In a sobering prediction, ClimateAI, a San Francisco-based climate resilience platform, warns that the changing global climate may soon place champagne, the iconic celebratory beverage, on the endangered list. Utilizing artificial intelligence-driven data, the company Climate Change Production suggests that key grape varieties essential to champagne production, such as pinot noir, chardonnay, and merlot, could be on the verge of extinction by the year 2050.

Kletter suggests that growers may be compelled to relocate their production to capture colder climates. Such a shift would not only alter the geographical landscape of Climate Change Production.

The Ticking Clock:

ClimateAI’s vice president of operations and strategy, Will Kletter, recently shared insights with Fox News Digital, expressing concern that champagne enthusiasts might face a scarcity of their favorite bubbly within the next three decades. Kletter emphasizes the delicate Climate Change Production balance required for champagne’s unique taste, which hinges on a cross-over of warm, sunny days for rich flavor and cool nights for an acidic, crisp finish.

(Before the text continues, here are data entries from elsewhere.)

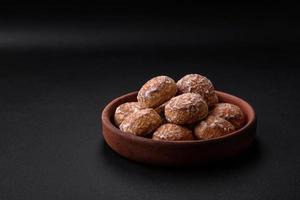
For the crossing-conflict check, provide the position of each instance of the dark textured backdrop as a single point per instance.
(60, 65)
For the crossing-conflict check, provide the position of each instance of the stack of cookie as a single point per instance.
(186, 110)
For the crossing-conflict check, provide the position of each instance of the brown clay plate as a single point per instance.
(176, 153)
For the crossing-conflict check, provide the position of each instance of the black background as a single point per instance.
(60, 64)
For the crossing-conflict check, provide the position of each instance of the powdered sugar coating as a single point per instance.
(141, 122)
(213, 127)
(199, 84)
(156, 91)
(124, 110)
(186, 109)
(172, 132)
(231, 113)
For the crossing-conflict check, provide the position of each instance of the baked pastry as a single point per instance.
(172, 132)
(213, 127)
(141, 122)
(231, 113)
(156, 91)
(199, 84)
(124, 110)
(186, 109)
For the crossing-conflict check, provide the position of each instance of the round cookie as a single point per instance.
(199, 84)
(186, 109)
(231, 113)
(124, 110)
(172, 132)
(213, 127)
(141, 122)
(156, 91)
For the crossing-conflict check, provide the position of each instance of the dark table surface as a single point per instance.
(51, 145)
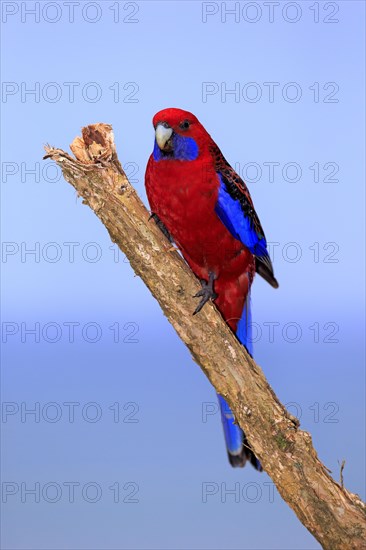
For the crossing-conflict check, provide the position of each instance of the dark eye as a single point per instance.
(185, 125)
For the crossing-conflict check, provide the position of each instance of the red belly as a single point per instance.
(186, 203)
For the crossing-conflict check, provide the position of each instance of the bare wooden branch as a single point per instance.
(332, 514)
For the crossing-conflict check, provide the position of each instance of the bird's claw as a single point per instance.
(207, 293)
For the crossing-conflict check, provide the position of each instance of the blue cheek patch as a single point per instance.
(184, 148)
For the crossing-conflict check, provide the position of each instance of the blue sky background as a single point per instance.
(162, 452)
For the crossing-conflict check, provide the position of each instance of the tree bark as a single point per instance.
(332, 514)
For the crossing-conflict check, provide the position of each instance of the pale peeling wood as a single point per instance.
(332, 514)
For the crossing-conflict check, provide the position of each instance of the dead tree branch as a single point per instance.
(332, 514)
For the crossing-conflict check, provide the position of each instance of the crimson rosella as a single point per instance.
(205, 208)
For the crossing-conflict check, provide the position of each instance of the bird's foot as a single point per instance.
(206, 293)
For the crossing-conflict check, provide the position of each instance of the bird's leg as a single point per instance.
(207, 292)
(161, 226)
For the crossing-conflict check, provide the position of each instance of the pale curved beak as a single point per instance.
(163, 135)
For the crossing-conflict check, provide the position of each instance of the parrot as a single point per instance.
(204, 208)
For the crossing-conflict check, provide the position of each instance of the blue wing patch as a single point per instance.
(240, 226)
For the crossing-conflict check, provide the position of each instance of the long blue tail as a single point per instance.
(238, 448)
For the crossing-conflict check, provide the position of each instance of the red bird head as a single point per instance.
(178, 135)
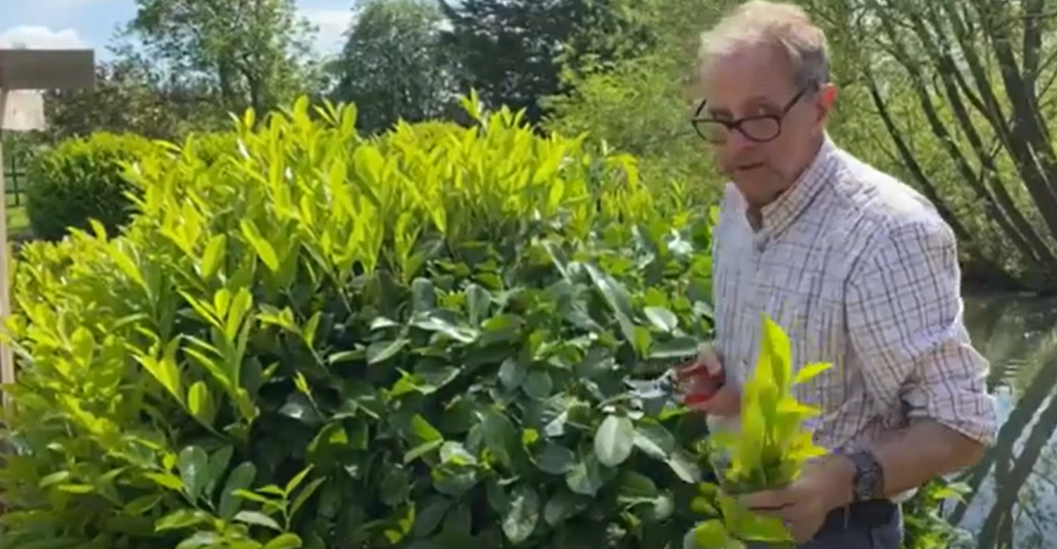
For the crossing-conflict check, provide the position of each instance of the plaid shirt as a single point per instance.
(861, 272)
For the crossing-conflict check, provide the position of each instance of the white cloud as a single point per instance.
(331, 25)
(40, 37)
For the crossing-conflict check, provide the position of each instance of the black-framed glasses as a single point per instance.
(760, 128)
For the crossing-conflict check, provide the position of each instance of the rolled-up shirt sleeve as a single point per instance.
(905, 324)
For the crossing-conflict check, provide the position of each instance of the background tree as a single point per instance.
(248, 53)
(393, 65)
(963, 92)
(512, 50)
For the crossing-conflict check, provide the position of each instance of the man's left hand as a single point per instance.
(803, 506)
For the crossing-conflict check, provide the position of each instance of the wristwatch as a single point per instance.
(869, 479)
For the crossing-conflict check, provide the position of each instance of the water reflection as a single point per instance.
(1015, 500)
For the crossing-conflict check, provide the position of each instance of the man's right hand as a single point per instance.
(704, 388)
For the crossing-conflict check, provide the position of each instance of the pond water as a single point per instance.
(1015, 502)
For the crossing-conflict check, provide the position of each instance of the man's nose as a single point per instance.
(737, 143)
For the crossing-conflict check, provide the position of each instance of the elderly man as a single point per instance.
(856, 267)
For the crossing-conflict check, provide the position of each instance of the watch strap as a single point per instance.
(868, 481)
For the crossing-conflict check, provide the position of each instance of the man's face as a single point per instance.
(755, 85)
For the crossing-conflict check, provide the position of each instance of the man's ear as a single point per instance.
(827, 96)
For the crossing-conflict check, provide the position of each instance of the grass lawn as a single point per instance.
(18, 224)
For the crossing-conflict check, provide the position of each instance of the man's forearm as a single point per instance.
(911, 457)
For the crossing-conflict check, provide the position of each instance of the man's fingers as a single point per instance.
(692, 370)
(725, 402)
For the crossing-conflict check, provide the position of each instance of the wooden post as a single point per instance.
(21, 110)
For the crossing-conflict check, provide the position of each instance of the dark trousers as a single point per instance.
(871, 526)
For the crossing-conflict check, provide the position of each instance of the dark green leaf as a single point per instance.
(193, 463)
(662, 318)
(523, 514)
(537, 384)
(512, 372)
(241, 478)
(381, 351)
(555, 459)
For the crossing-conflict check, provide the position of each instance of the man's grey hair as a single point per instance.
(783, 25)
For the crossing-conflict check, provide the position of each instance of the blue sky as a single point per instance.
(91, 23)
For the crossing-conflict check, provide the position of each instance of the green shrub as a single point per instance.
(80, 179)
(310, 343)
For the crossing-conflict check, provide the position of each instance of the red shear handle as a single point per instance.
(702, 385)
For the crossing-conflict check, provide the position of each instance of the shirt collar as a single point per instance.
(778, 215)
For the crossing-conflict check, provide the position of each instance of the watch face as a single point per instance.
(867, 477)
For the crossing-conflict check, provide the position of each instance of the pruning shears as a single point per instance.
(667, 387)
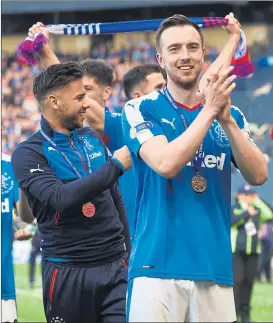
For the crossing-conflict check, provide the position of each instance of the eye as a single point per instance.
(193, 47)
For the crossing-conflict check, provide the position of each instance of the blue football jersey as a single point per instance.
(9, 197)
(127, 186)
(180, 234)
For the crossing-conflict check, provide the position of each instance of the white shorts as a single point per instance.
(9, 312)
(171, 300)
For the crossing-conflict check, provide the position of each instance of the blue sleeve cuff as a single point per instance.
(120, 164)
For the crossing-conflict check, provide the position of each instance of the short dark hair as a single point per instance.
(100, 70)
(136, 76)
(176, 20)
(56, 77)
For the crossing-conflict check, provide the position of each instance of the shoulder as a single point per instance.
(113, 115)
(146, 100)
(6, 157)
(91, 134)
(29, 149)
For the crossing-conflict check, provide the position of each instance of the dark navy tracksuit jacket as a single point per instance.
(56, 195)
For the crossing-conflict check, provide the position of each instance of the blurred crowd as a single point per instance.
(20, 113)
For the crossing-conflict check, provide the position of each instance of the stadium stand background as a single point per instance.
(254, 96)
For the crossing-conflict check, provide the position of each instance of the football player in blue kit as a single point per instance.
(9, 202)
(138, 81)
(181, 261)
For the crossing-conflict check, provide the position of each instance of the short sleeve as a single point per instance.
(113, 130)
(15, 192)
(139, 124)
(241, 121)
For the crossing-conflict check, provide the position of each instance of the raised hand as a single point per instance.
(218, 91)
(38, 27)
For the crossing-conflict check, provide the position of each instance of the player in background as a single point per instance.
(137, 82)
(9, 202)
(181, 260)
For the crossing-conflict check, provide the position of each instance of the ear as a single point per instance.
(203, 58)
(136, 95)
(160, 60)
(107, 93)
(54, 102)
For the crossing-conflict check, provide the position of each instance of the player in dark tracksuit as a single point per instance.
(70, 183)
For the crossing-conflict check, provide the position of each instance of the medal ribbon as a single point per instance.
(198, 159)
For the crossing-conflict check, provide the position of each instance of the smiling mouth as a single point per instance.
(185, 68)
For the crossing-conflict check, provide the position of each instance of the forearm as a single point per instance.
(225, 57)
(248, 157)
(25, 212)
(81, 191)
(48, 56)
(223, 60)
(175, 155)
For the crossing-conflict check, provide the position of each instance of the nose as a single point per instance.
(86, 104)
(184, 54)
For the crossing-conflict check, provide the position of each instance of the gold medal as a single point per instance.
(199, 183)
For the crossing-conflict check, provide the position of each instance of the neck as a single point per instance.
(184, 96)
(55, 124)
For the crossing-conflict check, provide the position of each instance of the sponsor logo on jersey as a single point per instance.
(95, 155)
(218, 135)
(6, 183)
(169, 122)
(87, 143)
(211, 161)
(5, 208)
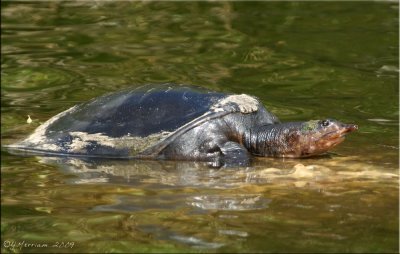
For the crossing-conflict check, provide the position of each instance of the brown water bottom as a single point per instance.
(325, 205)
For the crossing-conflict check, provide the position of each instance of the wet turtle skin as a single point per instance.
(182, 123)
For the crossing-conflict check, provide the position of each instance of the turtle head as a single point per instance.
(300, 139)
(318, 136)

 impact the livelihoods of half a million champagne industry employees and the 24 million tourists who visit the region annually. The rich tradition and culture built around champagne in the Champagne region face significant challenges as the ideal climate zone moves away from them.

The Climate Conundrum:

As the global climate warms, the very conditions that contribute to champagne’s delectable taste may be compromised. Cool nights, essential for maintaining the beverage’s acidity, could dwindle, leaving growers in a precarious position. Kletter explains the dilemma faced by producers who Climate Change Production  must decide whether to harvest early to prevent overripening or risk leaving grapes on the vine and potentially sacrificing acidity.

The implications of climate change on the champagne industry extend beyond the vineyards. Kletter notes a significant uptick in investments in sparkling products in the U.K., where the climate offers warm, sunny days with cool nights. This shift in production locations could lead to a broader economic transformation.

The Challenges Ahead:

The alarmingly small champagne harvest in 2021, the smallest since 1957, serves as a warning sign of the industry’s vulnerability to extreme weather events. ClimateAI’s predictions raise concerns not only about the availability of this beloved beverage but also about the economic stability of the region that relies heavily on its production.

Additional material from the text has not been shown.